A Arábia Saudita financiou um novo circuito de golfe que paga valores “sem precedentes” a jogadores. Tiger Woods deu nega, mas Mickelson não
Aitor Alcalde/LIV Golf/Getty

Financiado pelo Fundo de Investimento Público da Arábia Saudita — o mesmo que liderou o consórcio que comprou o Newcastle, por exemplo —, o LIV Golf está a seduzir vários reputados jogadores, indiferentes às ameaças de sanções por parte do PGA Tour, que se opõe à nova competição. Tiger Woods rejeitou uma oferta "de nove dígitos" para participar

A Arábia Saudita financiou um novo circuito de golfe que paga valores “sem precedentes” a jogadores. Tiger Woods deu nega, mas Mickelson não

Pedro Barata

Jornalista

Greg Norman é um antigo golfista australiano, que nas décadas de 80 e 90 passou 331 semanas como líder do ranking mundial da modalidade. Norman, hoje com 67 anos, ganhou 89 torneios profissionais, entre os quais 20 competições do PGA Tour e o Open Championship, um major, em 1986 e 1993.

Nos anos 90, Norman apoiou a ideia de criar um circuito mundial de golfe que pudesse rivalizar com o PGA Tour, dando aos jogadores contratos mais lucrativos. Muito tempo depois, a 29 de outubro de 2021, o desejo antigo do australiano aproximou-se da realidade.

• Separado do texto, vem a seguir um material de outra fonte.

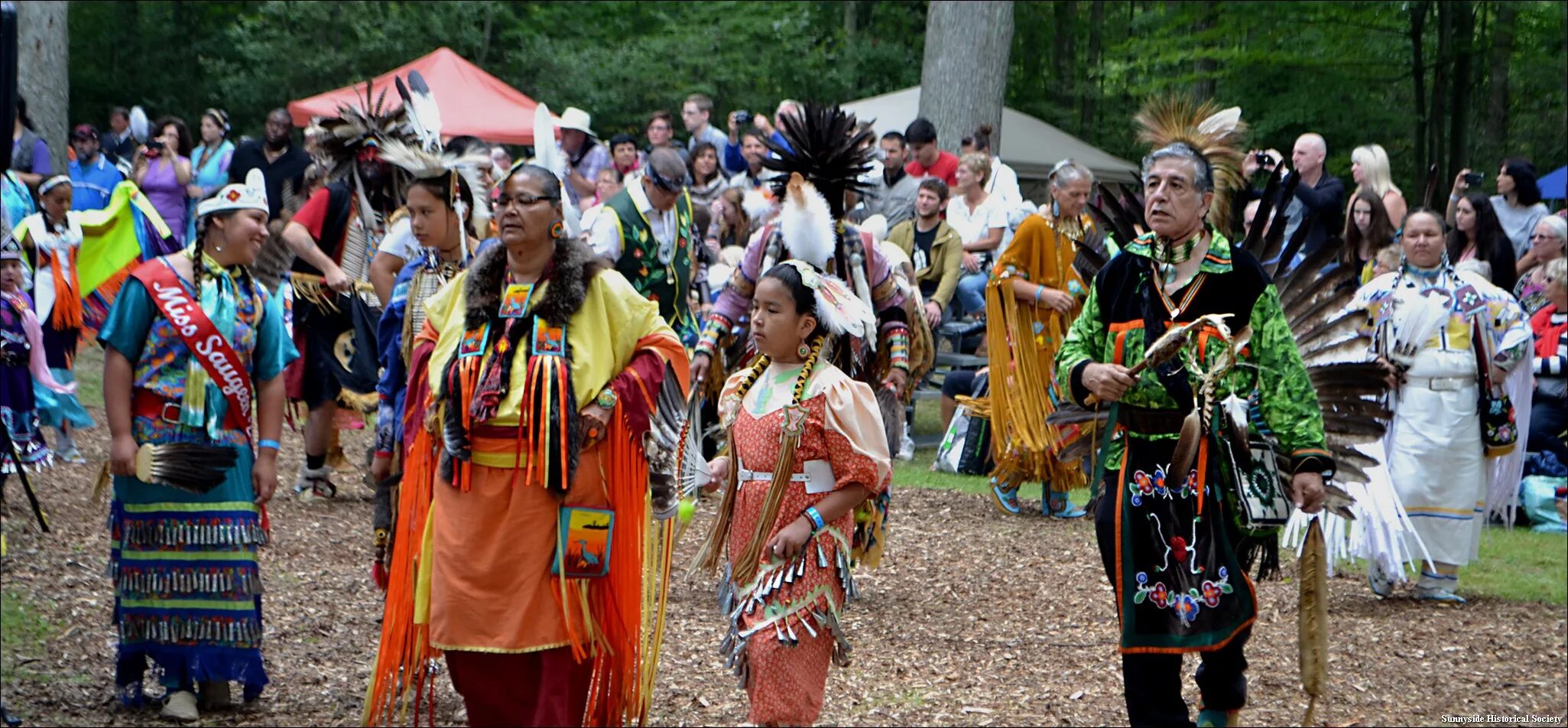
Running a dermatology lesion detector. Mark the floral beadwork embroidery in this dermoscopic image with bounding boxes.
[1132,567,1235,628]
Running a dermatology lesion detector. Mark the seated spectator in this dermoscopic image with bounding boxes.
[729,130,768,190]
[70,124,125,212]
[680,94,746,174]
[1339,190,1394,285]
[643,110,691,161]
[687,141,729,207]
[596,132,646,177]
[947,154,1007,315]
[888,177,959,330]
[1350,145,1410,223]
[103,107,138,170]
[855,132,921,227]
[903,118,953,185]
[1449,191,1519,292]
[1513,215,1568,315]
[725,99,800,170]
[11,94,55,190]
[1447,157,1546,261]
[958,124,1024,210]
[1526,257,1568,464]
[558,107,610,209]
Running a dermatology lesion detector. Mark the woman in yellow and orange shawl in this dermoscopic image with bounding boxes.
[364,164,688,725]
[986,160,1095,518]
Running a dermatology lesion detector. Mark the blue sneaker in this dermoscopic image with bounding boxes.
[1043,496,1088,521]
[991,479,1024,516]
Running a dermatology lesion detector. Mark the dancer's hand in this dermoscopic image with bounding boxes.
[109,434,136,477]
[577,401,610,450]
[691,352,713,388]
[1290,473,1323,513]
[762,516,810,560]
[1083,364,1137,401]
[251,447,278,505]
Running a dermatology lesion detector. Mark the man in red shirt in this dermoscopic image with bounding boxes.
[903,116,958,187]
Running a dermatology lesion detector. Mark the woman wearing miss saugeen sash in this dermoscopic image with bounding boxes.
[99,171,298,720]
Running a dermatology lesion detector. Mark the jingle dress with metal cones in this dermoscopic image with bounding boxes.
[99,259,298,704]
[719,364,892,725]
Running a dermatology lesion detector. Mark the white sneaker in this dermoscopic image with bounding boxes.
[158,691,201,723]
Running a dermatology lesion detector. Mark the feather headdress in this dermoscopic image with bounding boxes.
[779,259,877,339]
[1135,97,1247,236]
[317,82,416,182]
[762,103,875,219]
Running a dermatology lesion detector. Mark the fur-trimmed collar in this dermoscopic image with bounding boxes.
[463,240,605,330]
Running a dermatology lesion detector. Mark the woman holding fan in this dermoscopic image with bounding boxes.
[99,171,298,720]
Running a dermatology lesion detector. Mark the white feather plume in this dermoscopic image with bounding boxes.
[779,173,837,268]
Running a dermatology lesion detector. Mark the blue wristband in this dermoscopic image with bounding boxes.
[804,505,828,530]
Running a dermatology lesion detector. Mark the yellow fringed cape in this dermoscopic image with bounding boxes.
[985,215,1093,492]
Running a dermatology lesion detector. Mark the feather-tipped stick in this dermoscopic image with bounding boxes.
[1253,174,1301,273]
[1297,518,1328,725]
[1085,314,1231,406]
[136,443,240,492]
[1242,164,1281,261]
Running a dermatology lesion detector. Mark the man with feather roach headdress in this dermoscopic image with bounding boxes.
[691,103,934,567]
[282,77,420,501]
[1057,102,1334,725]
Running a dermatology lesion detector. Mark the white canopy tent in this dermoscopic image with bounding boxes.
[842,86,1138,182]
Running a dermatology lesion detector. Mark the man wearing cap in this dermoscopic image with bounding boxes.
[589,147,703,348]
[560,107,610,207]
[70,124,125,210]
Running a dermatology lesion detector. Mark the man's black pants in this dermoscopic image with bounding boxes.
[1095,486,1253,726]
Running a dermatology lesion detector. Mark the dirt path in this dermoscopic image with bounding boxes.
[0,413,1568,725]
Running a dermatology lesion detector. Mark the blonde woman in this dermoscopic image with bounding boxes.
[1346,145,1410,227]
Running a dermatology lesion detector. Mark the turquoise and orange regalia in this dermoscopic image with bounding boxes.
[364,236,688,725]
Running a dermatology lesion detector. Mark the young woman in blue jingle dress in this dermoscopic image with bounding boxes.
[99,171,298,720]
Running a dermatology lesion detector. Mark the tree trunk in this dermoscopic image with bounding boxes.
[1192,0,1220,102]
[1444,0,1475,177]
[1410,0,1432,206]
[16,0,70,174]
[1485,3,1519,158]
[1077,0,1105,132]
[920,0,1013,152]
[1427,2,1453,182]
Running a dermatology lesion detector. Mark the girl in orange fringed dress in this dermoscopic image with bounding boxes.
[700,251,892,725]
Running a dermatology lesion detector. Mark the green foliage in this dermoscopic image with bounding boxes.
[70,0,1568,196]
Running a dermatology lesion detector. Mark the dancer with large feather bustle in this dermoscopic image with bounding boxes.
[1057,102,1334,725]
[364,161,687,725]
[99,170,298,720]
[698,187,892,725]
[983,160,1102,518]
[691,103,936,567]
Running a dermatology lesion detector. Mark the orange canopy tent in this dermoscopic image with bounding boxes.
[288,46,555,145]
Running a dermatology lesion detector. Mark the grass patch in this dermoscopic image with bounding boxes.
[0,590,55,684]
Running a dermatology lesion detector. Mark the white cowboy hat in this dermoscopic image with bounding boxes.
[555,107,599,140]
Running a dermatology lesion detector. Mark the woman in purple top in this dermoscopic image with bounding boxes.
[131,116,191,246]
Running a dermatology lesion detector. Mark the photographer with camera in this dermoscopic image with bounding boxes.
[130,116,193,246]
[1237,132,1346,267]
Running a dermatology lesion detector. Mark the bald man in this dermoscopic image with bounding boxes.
[1242,133,1346,265]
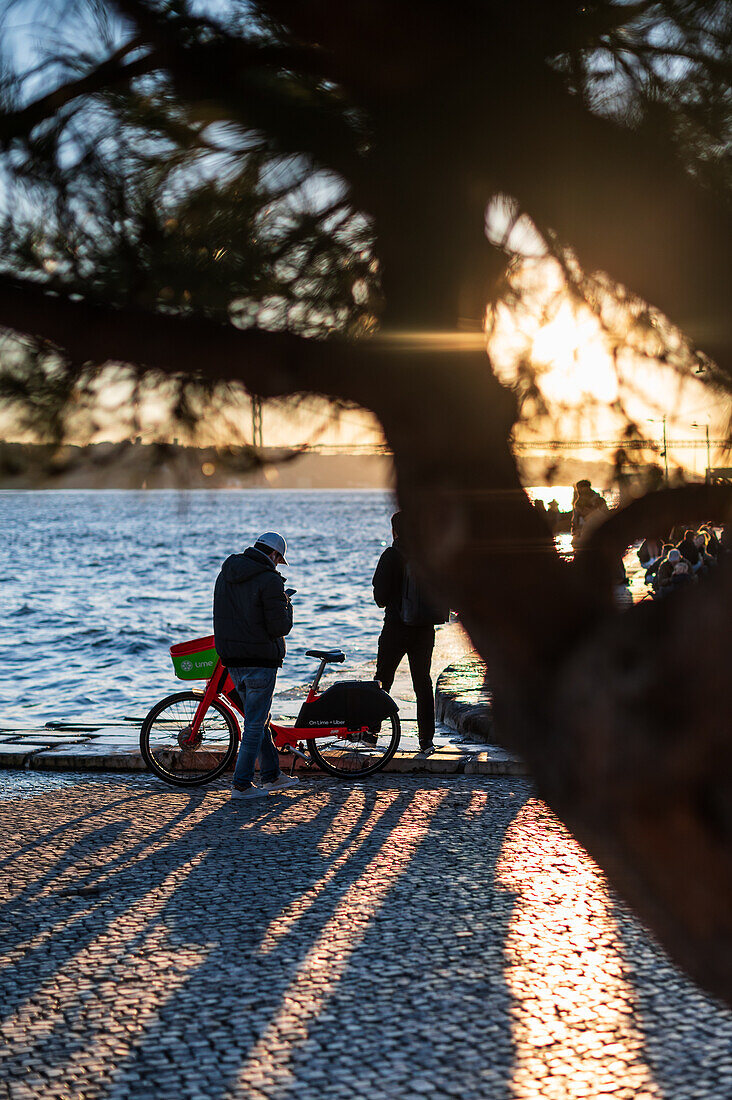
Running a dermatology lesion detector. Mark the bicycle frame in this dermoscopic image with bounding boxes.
[186,660,367,750]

Naquele dia de outono, Norman foi nomeado CEO das LIV Golf Invitational Series, uma nova e milionária competição que entrou em rota de colisão com os dois principais circuitos, o DP World Tour e o PGA Tour. O LIV Golf é financiado pelo Fundo de Investimento Público da Arábia Saudita, o fundo soberano do reino do Médio Oriente que, nos últimos anos, tem investido bastante no desporto, com a compra do Newscastle United, da Premier League, a organização do Grande Prémio de Fórmula 1 ou a realização de combates de boxe, ou de jogos de futebol — como a Supertaça de Espanha.

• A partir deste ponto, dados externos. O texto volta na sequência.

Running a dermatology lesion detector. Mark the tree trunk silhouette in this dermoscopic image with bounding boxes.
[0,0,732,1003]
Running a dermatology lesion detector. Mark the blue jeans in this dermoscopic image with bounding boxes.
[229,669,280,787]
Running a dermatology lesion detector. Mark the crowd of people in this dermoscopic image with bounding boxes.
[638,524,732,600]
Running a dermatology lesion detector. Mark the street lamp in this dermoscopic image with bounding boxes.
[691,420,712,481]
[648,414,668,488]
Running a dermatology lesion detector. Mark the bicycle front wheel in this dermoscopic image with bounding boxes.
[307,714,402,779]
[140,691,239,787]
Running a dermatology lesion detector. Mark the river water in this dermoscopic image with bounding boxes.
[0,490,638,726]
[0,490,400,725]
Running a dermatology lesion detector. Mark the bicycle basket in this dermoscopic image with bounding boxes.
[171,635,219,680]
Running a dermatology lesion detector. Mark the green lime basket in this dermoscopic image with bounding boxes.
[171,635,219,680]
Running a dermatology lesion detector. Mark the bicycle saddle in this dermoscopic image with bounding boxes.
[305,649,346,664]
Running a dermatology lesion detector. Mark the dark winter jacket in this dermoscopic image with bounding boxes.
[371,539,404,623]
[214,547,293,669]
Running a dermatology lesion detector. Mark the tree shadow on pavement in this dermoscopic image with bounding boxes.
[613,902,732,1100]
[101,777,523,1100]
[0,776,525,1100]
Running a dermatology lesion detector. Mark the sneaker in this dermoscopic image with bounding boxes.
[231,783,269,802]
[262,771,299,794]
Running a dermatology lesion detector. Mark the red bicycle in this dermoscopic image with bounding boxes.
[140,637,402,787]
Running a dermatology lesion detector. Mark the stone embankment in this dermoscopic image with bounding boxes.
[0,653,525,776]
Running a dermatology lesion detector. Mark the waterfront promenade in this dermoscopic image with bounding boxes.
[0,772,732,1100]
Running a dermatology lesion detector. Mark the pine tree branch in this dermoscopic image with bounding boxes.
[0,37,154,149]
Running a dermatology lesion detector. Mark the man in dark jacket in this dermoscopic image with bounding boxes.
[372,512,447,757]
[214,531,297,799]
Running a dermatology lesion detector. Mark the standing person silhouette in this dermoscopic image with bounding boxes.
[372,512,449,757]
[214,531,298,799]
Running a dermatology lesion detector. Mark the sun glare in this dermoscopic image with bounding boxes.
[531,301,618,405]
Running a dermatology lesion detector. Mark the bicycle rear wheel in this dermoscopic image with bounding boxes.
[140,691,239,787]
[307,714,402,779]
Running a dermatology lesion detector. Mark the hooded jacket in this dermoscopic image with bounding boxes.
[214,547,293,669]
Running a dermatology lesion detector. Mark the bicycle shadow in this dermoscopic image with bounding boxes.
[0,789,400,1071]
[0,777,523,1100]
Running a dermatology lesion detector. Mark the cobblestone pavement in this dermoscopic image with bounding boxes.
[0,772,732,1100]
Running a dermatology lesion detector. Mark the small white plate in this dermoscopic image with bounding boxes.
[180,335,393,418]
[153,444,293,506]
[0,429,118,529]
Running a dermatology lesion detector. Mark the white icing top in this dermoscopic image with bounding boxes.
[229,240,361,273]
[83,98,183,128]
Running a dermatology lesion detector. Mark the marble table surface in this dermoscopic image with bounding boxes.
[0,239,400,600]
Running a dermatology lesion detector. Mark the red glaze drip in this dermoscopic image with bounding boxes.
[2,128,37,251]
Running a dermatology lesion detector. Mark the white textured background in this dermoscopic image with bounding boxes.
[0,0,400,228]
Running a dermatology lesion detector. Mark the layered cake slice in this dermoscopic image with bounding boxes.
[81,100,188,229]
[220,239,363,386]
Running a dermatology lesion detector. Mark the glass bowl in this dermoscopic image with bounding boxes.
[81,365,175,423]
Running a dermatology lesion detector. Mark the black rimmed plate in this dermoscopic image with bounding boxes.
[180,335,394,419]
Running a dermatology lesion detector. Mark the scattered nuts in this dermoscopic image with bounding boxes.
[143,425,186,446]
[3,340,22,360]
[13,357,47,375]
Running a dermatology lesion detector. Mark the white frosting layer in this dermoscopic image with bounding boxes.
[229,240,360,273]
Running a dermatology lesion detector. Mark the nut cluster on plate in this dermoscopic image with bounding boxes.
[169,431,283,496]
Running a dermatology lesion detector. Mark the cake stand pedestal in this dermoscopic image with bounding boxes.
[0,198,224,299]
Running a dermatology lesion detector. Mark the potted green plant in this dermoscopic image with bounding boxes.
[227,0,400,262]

No caso do golfe, a nova competição começa a 9 de junho, esta quinta-feira, no Centurion Club em Hertfordshire, a cerca de 50 quilómetros de Londres. O torneio terá depois quatro eventos nos Estados Unidos (em Portland, Nova Jersey, Boston e Chicago), seguindo-se passagens pela Tailândia e a Arábia Saudita, antes de uma competição final, em outubro, em Miami.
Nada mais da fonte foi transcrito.